CCIA Statement on Conclusions of 12th WTO Ministerial Conference, Joint Industry Statement on E-Commerce Moratorium

BY Heather Greenfield
June 17, 2022

Washington – The WTO’s 12th Ministerial Conference (MC12) took place on June 12-16. Trade ministers met to review the functioning of the multilateral trading system and to take action on the future work of the WTO. 

At the conclusion of these meetings, WTO Members renewed the longstanding moratorium on applying customs duties on electronic transmissions, often referred to as the “WTO e-commerce moratorium.” Since its inception in 1998, Members are faced with the decision for renewal at the Ministerial conferences, contributing to two decades of policy stability. 

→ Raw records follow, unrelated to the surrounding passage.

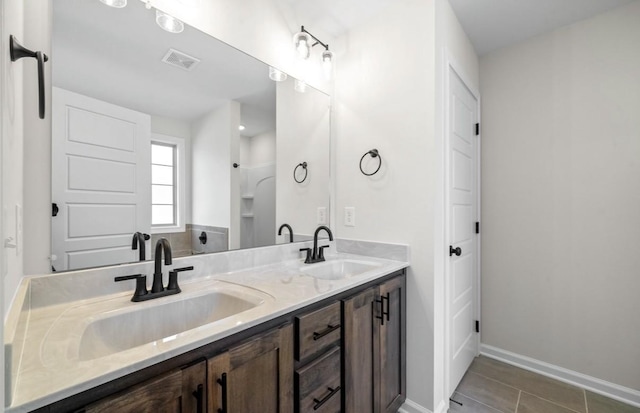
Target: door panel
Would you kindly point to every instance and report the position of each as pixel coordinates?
(461, 195)
(101, 155)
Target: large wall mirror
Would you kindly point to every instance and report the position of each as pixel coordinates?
(175, 135)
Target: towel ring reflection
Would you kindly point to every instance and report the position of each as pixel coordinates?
(374, 154)
(306, 171)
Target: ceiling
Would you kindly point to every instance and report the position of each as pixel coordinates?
(114, 55)
(493, 24)
(490, 24)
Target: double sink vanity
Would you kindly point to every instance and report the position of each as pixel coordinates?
(251, 331)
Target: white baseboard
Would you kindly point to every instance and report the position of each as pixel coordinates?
(595, 385)
(413, 407)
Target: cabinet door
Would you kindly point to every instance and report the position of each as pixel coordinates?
(256, 376)
(391, 334)
(169, 393)
(358, 330)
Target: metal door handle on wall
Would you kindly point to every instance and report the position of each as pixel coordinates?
(17, 51)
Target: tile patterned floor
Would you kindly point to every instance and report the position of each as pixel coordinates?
(491, 386)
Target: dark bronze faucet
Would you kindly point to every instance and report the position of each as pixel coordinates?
(290, 231)
(317, 254)
(162, 245)
(157, 288)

The Computer & Communications Industry Association joined other trade associations in a statement today showing how important the moratorium is to global commerce across all sectors and warning of the negative impact likely to result if countries started imposing new tariffs on electronic transmissions. Research from the Organisation for Economic Cooperation and Development (OECD) has also shown that the revenue implications of the moratorium are likely to be relatively small and that its lapse would come at the expense of wider gains in the economy. 

Countries also issued an update on the status of the ongoing work for the Joint Statement Initiative on E-Commerce to discuss high level rules for digital trade.

The following can be attributed to CCIA President Matt Schruers:

“We congratulate WTO members on a successful Ministerial, and applaud the renewal of the longstanding e-commerce moratorium and renewed commitment by participating countries for the multilateral initiative on e-commerce. The absence of tariffs on electronic transmission has enabled the transfer of digital products and services over the internet for over two decades. This open system has promoted unprecedented innovation, productivity, and wide-ranging benefits among global trading partners.

CCIA encourages countries to continue to pursue trade rules that enable the free flow of digital services and products.”